2.1.2 KEHILANGAN PANAS
Berbagai cara panas hilang dari kulit ke lingkungan dapat melalui beberapa cara yaitu: (1) Radiasi :
kehilangan panas dalam bentuk gelombang panas infra merah, suatu jenis gelombang
elektromagnetik. Dimana melalui cara ini tidak menggunakan sesuatu perantara apapun. Secara
umum enam puluh persen panas dilepas secara radiasi; (2) Konduksi : kehilangan panas melalui
permukaan tubuh ke benda-benda lain yang bersinggungan dengan tubuh, dimana terjadi
pemindahan panas secara langsung antara tubuh dengan objek pada suhu yang berbeda.

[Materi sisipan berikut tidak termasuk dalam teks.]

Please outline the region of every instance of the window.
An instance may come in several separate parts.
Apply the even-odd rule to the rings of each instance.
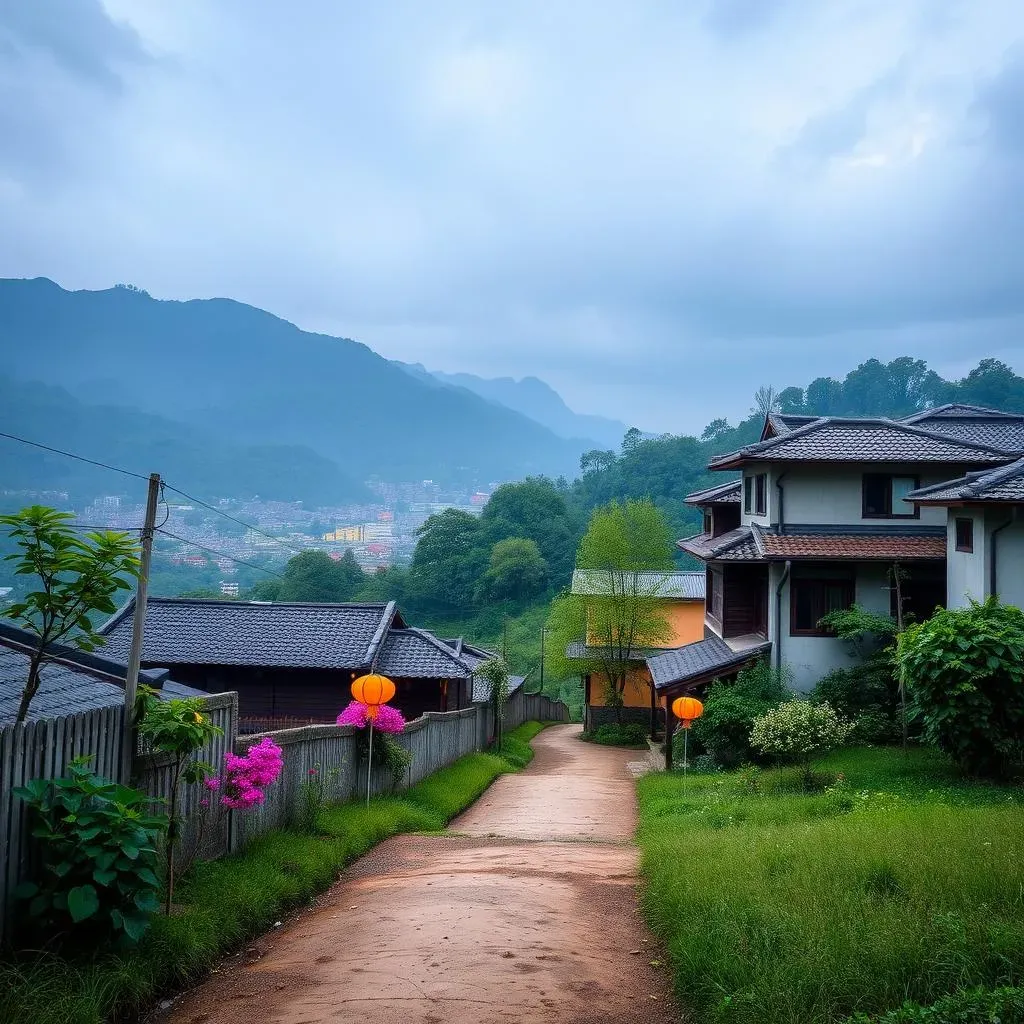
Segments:
[[[853,580],[793,580],[789,598],[791,636],[831,636],[818,622],[853,604]]]
[[[956,521],[956,549],[957,551],[974,550],[973,519],[958,519]]]
[[[712,532],[711,509],[709,508],[704,509],[704,532]]]
[[[715,609],[715,574],[711,569],[704,574],[704,610],[714,614]]]
[[[756,492],[755,513],[759,516],[768,514],[768,474],[758,473],[754,478]]]
[[[919,486],[916,476],[865,473],[862,516],[865,519],[917,519],[917,508],[904,498]]]
[[[743,478],[743,511],[750,515],[751,509],[754,506],[753,498],[754,494],[754,478],[752,476],[745,476]]]

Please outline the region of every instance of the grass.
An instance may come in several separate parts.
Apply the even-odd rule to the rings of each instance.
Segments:
[[[442,830],[499,775],[529,763],[529,741],[543,728],[527,722],[499,754],[469,754],[401,796],[329,808],[315,835],[273,832],[244,853],[196,865],[175,893],[181,913],[155,917],[137,950],[87,962],[39,953],[0,961],[0,1021],[100,1024],[145,1011],[326,889],[377,843]]]
[[[1024,978],[1024,799],[937,755],[649,775],[643,908],[698,1021],[826,1024]]]

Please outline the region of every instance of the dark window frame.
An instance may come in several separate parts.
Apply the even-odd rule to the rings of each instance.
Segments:
[[[967,537],[966,537],[966,539],[964,539],[963,535],[960,533],[961,528],[964,528],[964,527],[966,527],[966,529],[967,529]],[[974,520],[973,519],[969,519],[969,518],[967,518],[965,516],[957,516],[957,518],[954,520],[953,530],[954,530],[954,533],[955,533],[956,550],[957,551],[965,551],[967,554],[973,555],[974,554]]]
[[[704,570],[704,611],[715,614],[715,571],[710,566]]]
[[[754,515],[768,515],[768,474],[758,473],[754,477]]]
[[[743,478],[743,511],[749,516],[754,507],[754,478],[747,475]]]
[[[912,505],[911,512],[870,512],[868,511],[868,481],[885,481],[886,508],[892,509],[892,482],[895,479],[913,481],[914,490],[921,486],[921,478],[912,473],[865,473],[860,482],[860,515],[862,519],[920,519],[921,508],[919,505]]]
[[[814,604],[814,626],[802,629],[796,624],[797,600],[796,592],[798,587],[814,587],[818,593],[815,594]],[[828,614],[826,594],[829,587],[841,587],[843,589],[843,605],[849,608],[857,597],[856,581],[852,579],[815,579],[813,577],[796,577],[790,584],[789,591],[789,635],[790,636],[835,636],[833,632],[822,629],[818,622]]]
[[[711,509],[704,509],[704,533],[714,533],[715,523]]]

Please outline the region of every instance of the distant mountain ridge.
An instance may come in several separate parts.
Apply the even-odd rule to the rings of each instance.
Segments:
[[[17,379],[173,417],[226,444],[311,449],[355,481],[572,475],[586,447],[468,389],[417,380],[366,345],[230,299],[0,279],[0,346]]]
[[[618,449],[626,424],[606,416],[573,412],[550,384],[537,377],[478,377],[472,373],[445,373],[428,370],[422,363],[399,363],[407,372],[421,379],[433,377],[444,384],[465,388],[489,402],[529,416],[566,440],[580,439],[588,447]]]

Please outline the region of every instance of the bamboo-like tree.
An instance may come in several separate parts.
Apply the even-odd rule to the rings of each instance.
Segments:
[[[556,598],[548,617],[553,674],[597,676],[618,712],[630,669],[671,640],[663,588],[672,567],[671,534],[653,502],[597,509],[576,556],[580,592]]]

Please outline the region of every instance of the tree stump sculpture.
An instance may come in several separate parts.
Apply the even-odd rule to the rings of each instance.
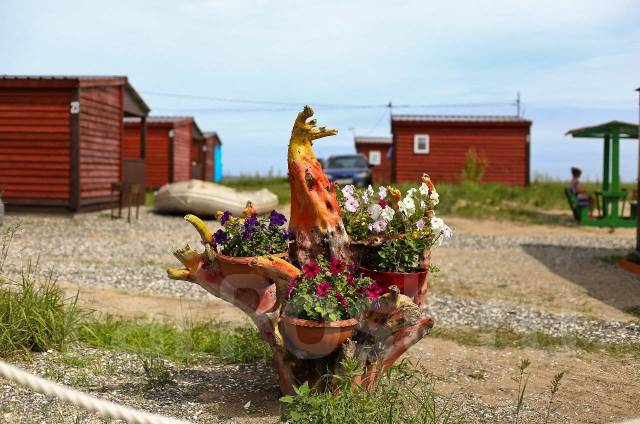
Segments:
[[[375,381],[379,371],[393,364],[409,347],[422,339],[433,325],[423,316],[426,284],[411,299],[396,287],[374,303],[360,319],[350,340],[337,351],[309,359],[296,351],[280,331],[280,319],[286,308],[289,281],[300,274],[302,266],[317,255],[352,260],[350,238],[340,217],[336,186],[328,180],[313,152],[314,140],[335,135],[336,130],[316,126],[310,120],[309,106],[298,114],[288,149],[291,185],[289,231],[293,241],[288,258],[277,255],[230,258],[212,247],[213,236],[206,224],[193,215],[185,219],[199,232],[204,251],[190,246],[175,252],[184,265],[172,268],[172,279],[198,284],[209,293],[240,308],[268,343],[283,394],[305,381],[313,384],[328,373],[339,371],[345,358],[353,358],[364,373],[355,384],[365,387]]]

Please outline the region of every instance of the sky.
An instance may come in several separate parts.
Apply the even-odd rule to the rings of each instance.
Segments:
[[[513,115],[520,92],[532,176],[590,180],[601,143],[564,133],[638,120],[637,0],[0,0],[0,18],[0,73],[126,75],[152,114],[217,131],[227,175],[284,174],[304,104],[339,130],[316,143],[324,157],[389,135],[390,101]],[[624,180],[637,152],[623,142]]]

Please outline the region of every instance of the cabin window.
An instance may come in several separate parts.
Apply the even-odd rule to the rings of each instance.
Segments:
[[[380,165],[382,161],[382,154],[380,150],[371,150],[369,152],[369,165]]]
[[[413,153],[418,155],[429,154],[429,136],[427,134],[413,136]]]

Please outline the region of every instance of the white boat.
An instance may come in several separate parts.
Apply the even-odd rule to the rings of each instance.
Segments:
[[[240,215],[247,201],[253,203],[259,214],[278,206],[278,196],[266,188],[237,191],[201,180],[165,184],[154,194],[157,212],[192,213],[200,216],[213,216],[217,211],[230,211],[234,215]]]

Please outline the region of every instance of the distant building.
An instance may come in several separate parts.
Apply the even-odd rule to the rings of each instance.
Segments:
[[[124,76],[0,76],[0,192],[8,209],[108,208],[127,170],[123,116],[149,107]],[[140,119],[139,119],[140,120]],[[144,146],[144,131],[134,136]]]
[[[222,180],[222,140],[218,133],[214,131],[205,131],[204,139],[206,142],[206,181]]]
[[[393,115],[391,180],[461,179],[467,154],[486,161],[482,181],[529,184],[531,121],[516,116]]]
[[[139,155],[140,125],[137,119],[125,119],[125,157]],[[205,141],[193,117],[150,116],[146,125],[146,187],[203,178]]]
[[[391,181],[391,137],[355,137],[356,151],[371,165],[374,183]]]

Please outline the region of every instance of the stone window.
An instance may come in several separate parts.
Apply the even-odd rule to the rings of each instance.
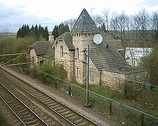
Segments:
[[[79,48],[76,48],[76,58],[79,59]]]
[[[78,73],[78,70],[79,70],[79,68],[78,67],[76,67],[76,78],[79,78],[79,73]]]
[[[63,57],[64,56],[64,52],[63,52],[63,46],[60,46],[60,57]]]
[[[94,70],[90,69],[90,81],[94,81]]]

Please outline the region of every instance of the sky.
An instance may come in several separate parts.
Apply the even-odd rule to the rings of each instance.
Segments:
[[[85,8],[90,15],[110,12],[134,15],[146,9],[158,12],[157,0],[0,0],[0,32],[17,32],[24,24],[41,25],[52,31],[55,25],[77,19]]]

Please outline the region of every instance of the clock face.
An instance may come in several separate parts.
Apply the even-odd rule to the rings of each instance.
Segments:
[[[100,44],[103,41],[103,37],[100,34],[95,34],[93,37],[93,42],[95,44]]]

Dibandingkan dengan posisi berdiri, anak pada posisi tidur dengan permukaan kontak yang lebih luas
akan melepas panas lebih banyak melalui konduksi; (3) Konveksi : pemindahan panas melalui
pergerakan udara atau cairan yang menyelimuti permukaan kulit; (4) Evaporasi : kehilangan panas
tubuh sebagai akibat penguapan air melalui kulit dan paru-paru, dalam bentuk air yang diubah dari
bentuk cair menjadi gas; dan dalam jumlah yang sedikit dapat juga kehilangan panas melalui urine
dan feses.
Faktor fisik jelas akan mempengaruhi kemampuan respon perubahan suhu. Pelepasan panas pada
bayi sebagian besar disebabkan oleh karena permukaan tubuhnya lebih luas dari pada anak yang
lebih besar.
2.2 Konsep “Set-Point” dalam pengaturan suhu tubuh
Konsep “Set-Point” dalam pengaturan temperatur yaitu semua mekanisme pengaturan temperatur
yang terus-menerus berupaya untuk mengembalikan temperatur tubuh kembali ke tingkat “Set-
Point”. Set-point disebut juga tingkat temperatur krisis, yang apabila suhu tubuh seseorang
melampaui diatas set-point ini, maka kecepatan kehilangan panas lebih cepat dibandingkan dengan
produksi panas, begitu sebaliknya. Sehingga suhu tubuhnya kembali ke tingkat set-point. Jadi suhu
tubuh dikendalikan untuk mendekati nilai set-point.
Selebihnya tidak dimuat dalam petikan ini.